I did a bit more playing and found that some of the behavior can be easily observed using the RealSense Viewer utility. I discovered that the issue likely isn't related to the autoexposure algorithm but rather the exposure control on the image sensor / ASIC, but only when using USB2.

If you connect a camera on USB 2 and disable autoexposure, setting the exposure time to anything below 61 causes the image to become overexposed. (almost like a scaling / wrap-around error) Consequently, I assume the autoexposure algorithm is working correctly, but it's getting "locked up" in the following scenario:

This doesn't completely explain all the behavior, but I believe fixing this bug would fix the issues we've been experiencing in outdoor environments.

Obviously, when this occurs, the disparity map becomes almost unusable. (full of holes) However, I am impressed at how well it works, given the image quality in this condition. Kudos!

RealSense-Customer-Engineering commented 5 years ago

[Realsense Customer Engineering Team Comment] Hi,

Is there any platform limitation for you so that you have to USB2.0?

We reproduced this problem. But USB2.0 is not our main POR support. The engineering team will work on it with low priority.

Sorry for the inconvenience.

Thanks,

btravers1 commented 5 years ago

Thank you for your response. Our hardware platform is centered around an i.MX6, so we're pretty much stuck with USB2. We could go to a different processor with USB3, but there is generally a significant price increase as you have to enter a high-performance processor family. (higher silicon costs, faster RAM, moving to active thermal design, higher tolerances, etc.) Obviously, that's changing, but we're not there yet :-)

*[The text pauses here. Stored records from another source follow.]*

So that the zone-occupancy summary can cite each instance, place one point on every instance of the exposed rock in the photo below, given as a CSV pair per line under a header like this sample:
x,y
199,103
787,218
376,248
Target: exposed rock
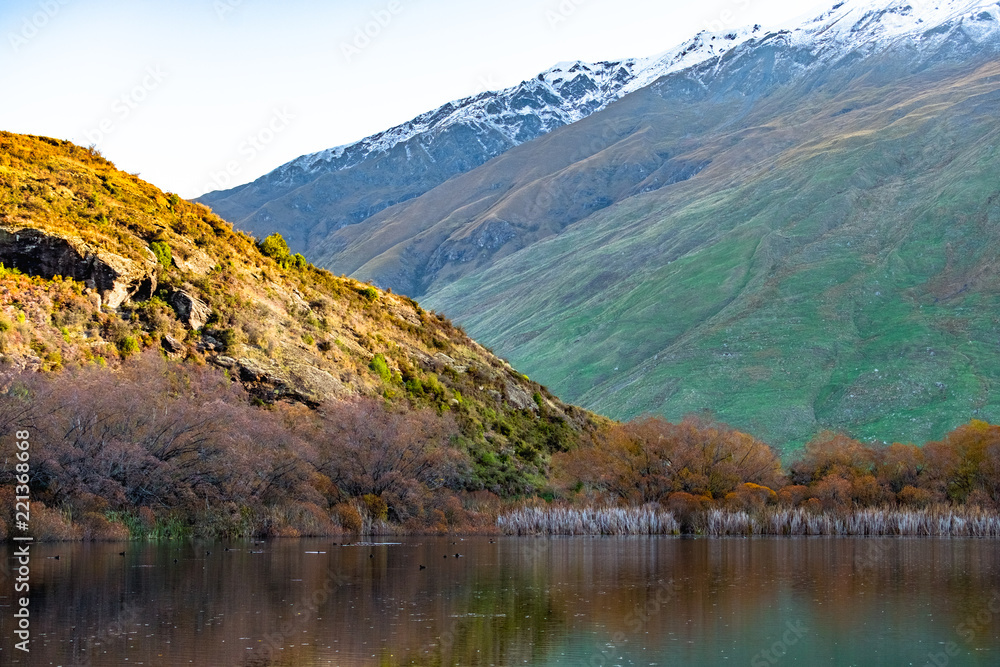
x,y
191,310
209,344
224,361
519,397
115,278
172,346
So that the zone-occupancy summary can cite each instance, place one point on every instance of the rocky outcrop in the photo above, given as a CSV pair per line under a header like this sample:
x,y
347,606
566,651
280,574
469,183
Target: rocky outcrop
x,y
296,382
191,310
115,278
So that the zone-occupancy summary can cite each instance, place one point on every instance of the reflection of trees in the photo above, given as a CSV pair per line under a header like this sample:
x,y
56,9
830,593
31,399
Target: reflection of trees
x,y
518,600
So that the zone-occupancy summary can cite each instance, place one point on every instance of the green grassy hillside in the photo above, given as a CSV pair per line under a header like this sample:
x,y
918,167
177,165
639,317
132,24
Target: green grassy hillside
x,y
834,265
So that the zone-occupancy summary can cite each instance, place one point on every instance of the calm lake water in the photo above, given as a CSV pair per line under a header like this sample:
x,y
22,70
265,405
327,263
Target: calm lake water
x,y
518,601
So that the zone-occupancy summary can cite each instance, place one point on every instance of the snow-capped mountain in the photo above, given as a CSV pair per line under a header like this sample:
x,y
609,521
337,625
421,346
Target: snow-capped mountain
x,y
314,195
564,94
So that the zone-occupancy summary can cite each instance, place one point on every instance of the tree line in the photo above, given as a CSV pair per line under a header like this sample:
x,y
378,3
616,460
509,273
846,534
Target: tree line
x,y
165,449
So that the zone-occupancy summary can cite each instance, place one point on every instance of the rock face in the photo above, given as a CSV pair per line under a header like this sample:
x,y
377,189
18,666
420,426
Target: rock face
x,y
298,382
190,310
116,279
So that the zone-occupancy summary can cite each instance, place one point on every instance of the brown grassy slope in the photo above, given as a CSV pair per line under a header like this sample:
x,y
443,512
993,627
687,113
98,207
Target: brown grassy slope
x,y
284,327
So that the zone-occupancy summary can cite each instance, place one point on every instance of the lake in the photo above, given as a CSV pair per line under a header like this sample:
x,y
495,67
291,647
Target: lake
x,y
514,601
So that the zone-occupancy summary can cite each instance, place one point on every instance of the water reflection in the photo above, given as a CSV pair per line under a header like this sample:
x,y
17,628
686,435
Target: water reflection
x,y
516,601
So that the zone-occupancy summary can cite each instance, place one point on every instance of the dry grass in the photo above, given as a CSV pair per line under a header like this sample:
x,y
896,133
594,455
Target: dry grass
x,y
646,520
938,521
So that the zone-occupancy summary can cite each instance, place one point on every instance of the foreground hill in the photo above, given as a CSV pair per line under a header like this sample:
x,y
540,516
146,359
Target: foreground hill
x,y
800,234
99,266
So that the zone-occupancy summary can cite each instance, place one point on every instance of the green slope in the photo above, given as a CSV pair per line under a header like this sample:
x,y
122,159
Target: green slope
x,y
834,266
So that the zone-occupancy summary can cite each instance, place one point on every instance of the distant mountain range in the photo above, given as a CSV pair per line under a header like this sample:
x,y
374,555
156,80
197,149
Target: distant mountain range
x,y
794,229
314,195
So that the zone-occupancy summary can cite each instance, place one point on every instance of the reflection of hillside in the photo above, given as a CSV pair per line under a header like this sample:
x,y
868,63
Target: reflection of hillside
x,y
544,601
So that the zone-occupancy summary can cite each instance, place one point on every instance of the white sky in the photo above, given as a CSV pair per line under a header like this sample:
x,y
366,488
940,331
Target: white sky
x,y
174,89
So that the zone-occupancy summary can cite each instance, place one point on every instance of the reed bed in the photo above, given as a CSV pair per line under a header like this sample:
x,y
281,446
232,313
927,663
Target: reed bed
x,y
941,521
645,520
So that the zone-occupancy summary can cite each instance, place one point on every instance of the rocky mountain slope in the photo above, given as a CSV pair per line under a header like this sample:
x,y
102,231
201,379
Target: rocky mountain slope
x,y
832,264
794,234
311,197
98,266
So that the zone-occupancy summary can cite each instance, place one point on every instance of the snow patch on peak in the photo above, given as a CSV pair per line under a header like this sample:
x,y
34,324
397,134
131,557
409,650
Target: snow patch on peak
x,y
876,24
572,90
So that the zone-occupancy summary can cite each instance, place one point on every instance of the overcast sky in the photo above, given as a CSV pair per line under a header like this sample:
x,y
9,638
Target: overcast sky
x,y
196,93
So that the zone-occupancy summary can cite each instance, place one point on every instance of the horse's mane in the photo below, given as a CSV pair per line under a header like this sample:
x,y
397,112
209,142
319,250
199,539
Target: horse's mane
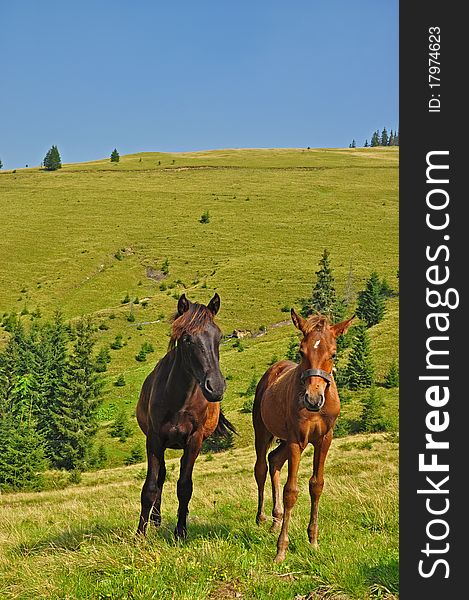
x,y
193,320
315,322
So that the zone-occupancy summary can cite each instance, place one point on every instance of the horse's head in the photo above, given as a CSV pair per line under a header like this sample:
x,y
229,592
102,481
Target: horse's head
x,y
198,339
317,351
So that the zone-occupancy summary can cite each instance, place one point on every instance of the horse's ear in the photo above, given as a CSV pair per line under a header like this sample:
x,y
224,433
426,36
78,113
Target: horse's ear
x,y
183,305
214,304
298,320
341,328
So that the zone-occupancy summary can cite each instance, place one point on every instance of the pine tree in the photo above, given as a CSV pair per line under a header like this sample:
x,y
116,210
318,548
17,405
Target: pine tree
x,y
102,359
51,364
391,378
375,140
21,453
323,298
371,419
52,160
74,418
359,372
371,303
384,137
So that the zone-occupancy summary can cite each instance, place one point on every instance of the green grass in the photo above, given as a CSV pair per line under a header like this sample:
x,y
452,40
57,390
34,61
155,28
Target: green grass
x,y
81,239
272,212
79,542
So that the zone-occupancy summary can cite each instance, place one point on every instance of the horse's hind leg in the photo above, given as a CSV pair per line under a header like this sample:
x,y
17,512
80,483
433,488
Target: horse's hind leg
x,y
316,483
277,459
150,487
263,440
155,515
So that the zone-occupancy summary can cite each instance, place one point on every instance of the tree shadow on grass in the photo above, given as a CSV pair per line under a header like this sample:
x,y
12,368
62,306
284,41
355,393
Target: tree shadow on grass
x,y
70,539
195,532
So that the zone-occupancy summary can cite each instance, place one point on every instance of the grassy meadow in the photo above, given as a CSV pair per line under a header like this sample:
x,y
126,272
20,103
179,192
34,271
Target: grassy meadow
x,y
83,238
79,542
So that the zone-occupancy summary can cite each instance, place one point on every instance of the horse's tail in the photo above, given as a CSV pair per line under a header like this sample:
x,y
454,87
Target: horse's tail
x,y
224,427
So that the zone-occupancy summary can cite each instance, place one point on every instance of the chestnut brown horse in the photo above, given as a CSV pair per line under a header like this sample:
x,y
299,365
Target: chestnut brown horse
x,y
179,406
298,404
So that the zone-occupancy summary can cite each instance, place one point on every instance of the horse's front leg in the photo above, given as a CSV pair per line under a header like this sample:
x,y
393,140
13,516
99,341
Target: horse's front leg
x,y
316,483
184,486
290,494
150,487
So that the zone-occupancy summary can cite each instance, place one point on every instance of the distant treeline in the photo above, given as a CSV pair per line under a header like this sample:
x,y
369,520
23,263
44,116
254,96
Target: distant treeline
x,y
384,138
50,390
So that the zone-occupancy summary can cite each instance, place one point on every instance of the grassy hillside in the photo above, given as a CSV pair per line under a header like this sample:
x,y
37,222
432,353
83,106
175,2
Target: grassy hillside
x,y
80,239
78,543
83,238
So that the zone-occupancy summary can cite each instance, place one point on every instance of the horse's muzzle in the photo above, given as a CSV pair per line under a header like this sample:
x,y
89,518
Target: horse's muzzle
x,y
313,403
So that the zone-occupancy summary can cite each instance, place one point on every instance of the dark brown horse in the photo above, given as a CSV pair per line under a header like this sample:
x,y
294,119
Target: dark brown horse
x,y
298,404
179,405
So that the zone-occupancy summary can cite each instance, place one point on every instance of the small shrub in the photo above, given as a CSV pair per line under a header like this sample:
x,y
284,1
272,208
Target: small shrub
x,y
273,359
248,405
165,267
391,378
120,381
293,349
343,427
238,344
121,428
371,419
141,356
117,344
205,217
135,456
74,476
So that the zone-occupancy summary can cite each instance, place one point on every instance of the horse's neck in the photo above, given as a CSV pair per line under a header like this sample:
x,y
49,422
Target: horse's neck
x,y
180,384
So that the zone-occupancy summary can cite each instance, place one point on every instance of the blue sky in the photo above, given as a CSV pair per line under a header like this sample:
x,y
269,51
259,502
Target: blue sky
x,y
89,76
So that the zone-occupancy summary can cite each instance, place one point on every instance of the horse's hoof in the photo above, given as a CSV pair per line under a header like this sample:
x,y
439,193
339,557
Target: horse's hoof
x,y
180,534
280,557
314,544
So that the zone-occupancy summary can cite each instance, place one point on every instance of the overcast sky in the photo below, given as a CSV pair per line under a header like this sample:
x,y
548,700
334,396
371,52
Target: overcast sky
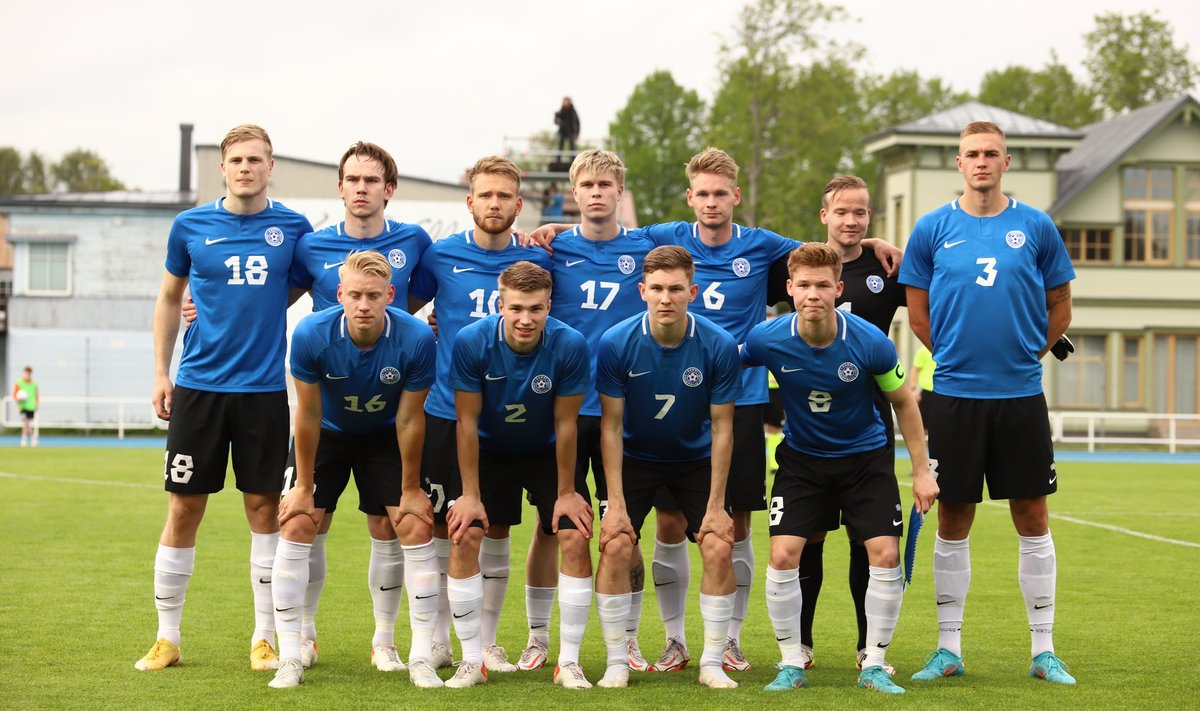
x,y
436,83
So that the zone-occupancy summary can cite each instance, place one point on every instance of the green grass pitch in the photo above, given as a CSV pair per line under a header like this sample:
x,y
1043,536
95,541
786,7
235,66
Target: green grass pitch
x,y
78,530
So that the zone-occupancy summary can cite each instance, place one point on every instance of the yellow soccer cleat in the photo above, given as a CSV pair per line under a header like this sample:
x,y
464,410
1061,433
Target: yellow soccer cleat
x,y
163,653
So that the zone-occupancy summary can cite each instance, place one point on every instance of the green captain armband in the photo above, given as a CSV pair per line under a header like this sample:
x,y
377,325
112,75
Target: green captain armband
x,y
891,380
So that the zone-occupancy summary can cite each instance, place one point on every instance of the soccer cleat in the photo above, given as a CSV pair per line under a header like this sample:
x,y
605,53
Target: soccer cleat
x,y
570,675
423,674
732,659
309,653
534,656
787,679
442,656
615,676
163,653
877,679
289,675
387,658
940,664
468,675
636,661
497,659
263,657
1050,668
713,676
862,657
673,658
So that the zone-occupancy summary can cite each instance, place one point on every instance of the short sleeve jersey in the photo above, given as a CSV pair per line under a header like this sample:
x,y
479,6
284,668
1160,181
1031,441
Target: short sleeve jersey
x,y
595,287
321,254
237,268
461,278
987,280
360,389
828,393
732,280
519,390
669,390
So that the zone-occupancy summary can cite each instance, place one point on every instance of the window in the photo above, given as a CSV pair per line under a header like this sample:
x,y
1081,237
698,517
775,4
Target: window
x,y
1080,378
1089,245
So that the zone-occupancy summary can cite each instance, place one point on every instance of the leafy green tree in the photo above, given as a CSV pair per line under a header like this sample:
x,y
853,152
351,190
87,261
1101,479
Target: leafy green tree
x,y
658,130
1133,60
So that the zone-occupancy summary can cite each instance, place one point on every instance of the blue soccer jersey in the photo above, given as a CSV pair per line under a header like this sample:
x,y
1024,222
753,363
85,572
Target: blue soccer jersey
x,y
828,393
360,389
237,269
987,280
321,254
519,390
669,390
732,280
461,276
595,287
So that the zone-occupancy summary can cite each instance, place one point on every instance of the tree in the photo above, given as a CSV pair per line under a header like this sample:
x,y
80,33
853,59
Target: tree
x,y
1134,61
1051,94
83,171
658,131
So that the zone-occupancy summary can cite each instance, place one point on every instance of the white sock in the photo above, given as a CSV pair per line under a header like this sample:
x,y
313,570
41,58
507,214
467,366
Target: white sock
x,y
289,577
784,609
952,578
442,629
672,572
715,611
743,573
885,591
493,566
613,610
466,607
172,571
539,604
1037,572
421,580
316,585
385,575
262,557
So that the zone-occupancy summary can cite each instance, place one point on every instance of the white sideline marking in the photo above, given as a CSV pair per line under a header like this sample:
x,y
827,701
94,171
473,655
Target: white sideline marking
x,y
70,481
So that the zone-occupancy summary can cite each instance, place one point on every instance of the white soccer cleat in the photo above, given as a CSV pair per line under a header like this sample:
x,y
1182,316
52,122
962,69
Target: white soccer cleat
x,y
289,675
387,658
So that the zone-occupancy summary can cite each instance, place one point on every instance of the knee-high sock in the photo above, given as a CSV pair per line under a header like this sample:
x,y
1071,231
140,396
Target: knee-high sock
x,y
952,578
784,609
859,577
574,604
493,565
421,580
385,574
172,571
262,557
743,573
466,607
672,572
289,577
811,575
885,593
1037,571
316,585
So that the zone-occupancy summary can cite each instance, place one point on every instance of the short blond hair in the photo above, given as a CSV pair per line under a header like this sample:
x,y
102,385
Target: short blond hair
x,y
367,263
495,166
246,132
598,162
712,160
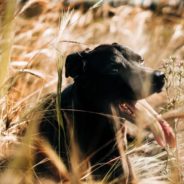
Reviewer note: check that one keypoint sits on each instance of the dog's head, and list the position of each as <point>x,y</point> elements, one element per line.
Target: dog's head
<point>118,71</point>
<point>116,74</point>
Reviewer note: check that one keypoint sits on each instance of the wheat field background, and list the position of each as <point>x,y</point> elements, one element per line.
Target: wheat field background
<point>36,36</point>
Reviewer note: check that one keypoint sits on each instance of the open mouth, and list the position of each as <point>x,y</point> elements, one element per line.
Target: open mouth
<point>142,111</point>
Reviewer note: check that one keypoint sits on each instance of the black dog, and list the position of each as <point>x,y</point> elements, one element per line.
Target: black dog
<point>109,75</point>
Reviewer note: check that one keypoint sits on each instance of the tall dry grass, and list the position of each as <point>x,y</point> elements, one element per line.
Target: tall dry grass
<point>37,47</point>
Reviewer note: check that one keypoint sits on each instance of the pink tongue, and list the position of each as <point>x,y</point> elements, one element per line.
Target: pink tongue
<point>168,132</point>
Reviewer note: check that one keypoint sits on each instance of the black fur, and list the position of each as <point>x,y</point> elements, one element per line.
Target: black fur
<point>103,77</point>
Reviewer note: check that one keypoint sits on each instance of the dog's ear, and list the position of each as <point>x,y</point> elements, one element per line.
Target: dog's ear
<point>75,64</point>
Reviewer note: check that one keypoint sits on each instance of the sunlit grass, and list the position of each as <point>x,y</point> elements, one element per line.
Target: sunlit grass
<point>33,78</point>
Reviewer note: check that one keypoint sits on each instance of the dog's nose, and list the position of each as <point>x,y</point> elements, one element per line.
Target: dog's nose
<point>158,80</point>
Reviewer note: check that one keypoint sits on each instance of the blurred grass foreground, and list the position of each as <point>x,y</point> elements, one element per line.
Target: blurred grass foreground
<point>34,34</point>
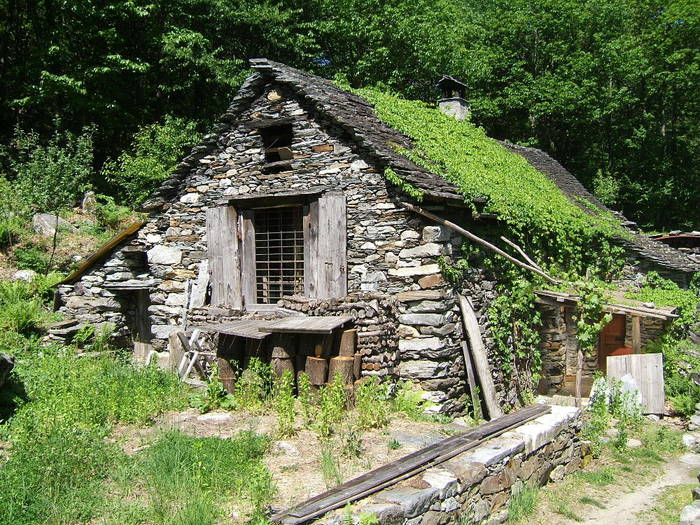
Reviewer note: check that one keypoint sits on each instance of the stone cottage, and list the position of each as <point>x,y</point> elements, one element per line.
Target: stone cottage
<point>282,214</point>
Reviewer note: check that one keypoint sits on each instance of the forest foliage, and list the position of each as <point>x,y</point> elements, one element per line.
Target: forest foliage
<point>608,87</point>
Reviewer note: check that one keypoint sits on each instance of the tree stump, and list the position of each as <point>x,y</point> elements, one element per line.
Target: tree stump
<point>317,369</point>
<point>344,366</point>
<point>348,339</point>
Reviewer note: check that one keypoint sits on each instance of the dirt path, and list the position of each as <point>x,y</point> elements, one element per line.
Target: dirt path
<point>629,508</point>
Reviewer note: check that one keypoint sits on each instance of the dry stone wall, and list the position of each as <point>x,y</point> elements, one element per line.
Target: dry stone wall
<point>476,486</point>
<point>390,251</point>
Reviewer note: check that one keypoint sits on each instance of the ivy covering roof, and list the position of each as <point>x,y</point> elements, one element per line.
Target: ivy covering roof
<point>434,156</point>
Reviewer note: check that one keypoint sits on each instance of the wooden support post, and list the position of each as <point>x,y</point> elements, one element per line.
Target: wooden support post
<point>348,339</point>
<point>481,362</point>
<point>476,402</point>
<point>323,346</point>
<point>357,365</point>
<point>317,369</point>
<point>344,366</point>
<point>636,334</point>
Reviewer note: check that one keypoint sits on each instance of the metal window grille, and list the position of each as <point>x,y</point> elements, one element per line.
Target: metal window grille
<point>279,253</point>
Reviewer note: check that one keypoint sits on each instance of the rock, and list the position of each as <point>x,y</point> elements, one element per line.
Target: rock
<point>285,448</point>
<point>46,224</point>
<point>24,275</point>
<point>6,366</point>
<point>164,255</point>
<point>89,204</point>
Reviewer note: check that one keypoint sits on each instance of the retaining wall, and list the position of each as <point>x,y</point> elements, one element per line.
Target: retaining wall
<point>476,486</point>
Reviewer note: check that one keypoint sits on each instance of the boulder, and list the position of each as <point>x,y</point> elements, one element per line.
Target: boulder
<point>6,366</point>
<point>46,224</point>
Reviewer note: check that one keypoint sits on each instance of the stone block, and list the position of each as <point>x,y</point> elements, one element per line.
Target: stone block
<point>164,255</point>
<point>430,249</point>
<point>412,271</point>
<point>426,343</point>
<point>422,369</point>
<point>412,501</point>
<point>422,319</point>
<point>431,281</point>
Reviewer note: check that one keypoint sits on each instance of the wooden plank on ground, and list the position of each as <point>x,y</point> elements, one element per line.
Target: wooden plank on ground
<point>405,467</point>
<point>648,372</point>
<point>480,359</point>
<point>307,325</point>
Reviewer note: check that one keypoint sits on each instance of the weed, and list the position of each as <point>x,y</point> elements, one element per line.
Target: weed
<point>304,394</point>
<point>562,509</point>
<point>603,477</point>
<point>409,402</point>
<point>284,403</point>
<point>330,468</point>
<point>352,441</point>
<point>332,407</point>
<point>214,395</point>
<point>591,501</point>
<point>523,504</point>
<point>371,404</point>
<point>182,474</point>
<point>255,385</point>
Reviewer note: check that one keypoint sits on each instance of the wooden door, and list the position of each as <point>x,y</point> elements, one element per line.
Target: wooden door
<point>612,338</point>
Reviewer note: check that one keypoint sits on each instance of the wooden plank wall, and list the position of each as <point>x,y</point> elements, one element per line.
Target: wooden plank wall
<point>647,370</point>
<point>222,251</point>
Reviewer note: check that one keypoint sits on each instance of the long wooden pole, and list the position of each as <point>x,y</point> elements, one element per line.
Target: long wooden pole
<point>481,362</point>
<point>477,239</point>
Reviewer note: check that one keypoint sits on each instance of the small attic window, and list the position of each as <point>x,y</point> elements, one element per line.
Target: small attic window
<point>277,141</point>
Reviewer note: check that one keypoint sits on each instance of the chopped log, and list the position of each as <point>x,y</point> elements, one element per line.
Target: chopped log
<point>317,369</point>
<point>176,349</point>
<point>469,235</point>
<point>357,366</point>
<point>346,346</point>
<point>481,362</point>
<point>344,366</point>
<point>323,346</point>
<point>282,365</point>
<point>227,374</point>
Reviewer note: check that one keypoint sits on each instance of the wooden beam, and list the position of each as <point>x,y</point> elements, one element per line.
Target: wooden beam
<point>469,235</point>
<point>636,334</point>
<point>481,362</point>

Just as a side comment, my impression of the D400 series camera is that it's targeted towards low-cost, embedded consumer-grade applications. If that were the case, it would make sense to me to primarily target USB2 and provide USB3 for the people who need high resolution or framerates. In my thinking, if you target a high-end processor, you run the risk of a future "cost reduction" projects dropping the D400 platform altogether. (if you have the processing power, why not move disparity map calculations inside the application processor) I'm sure the product line managers have more information and made a decision that made sense, but that's my two cents if you're looking for feedback.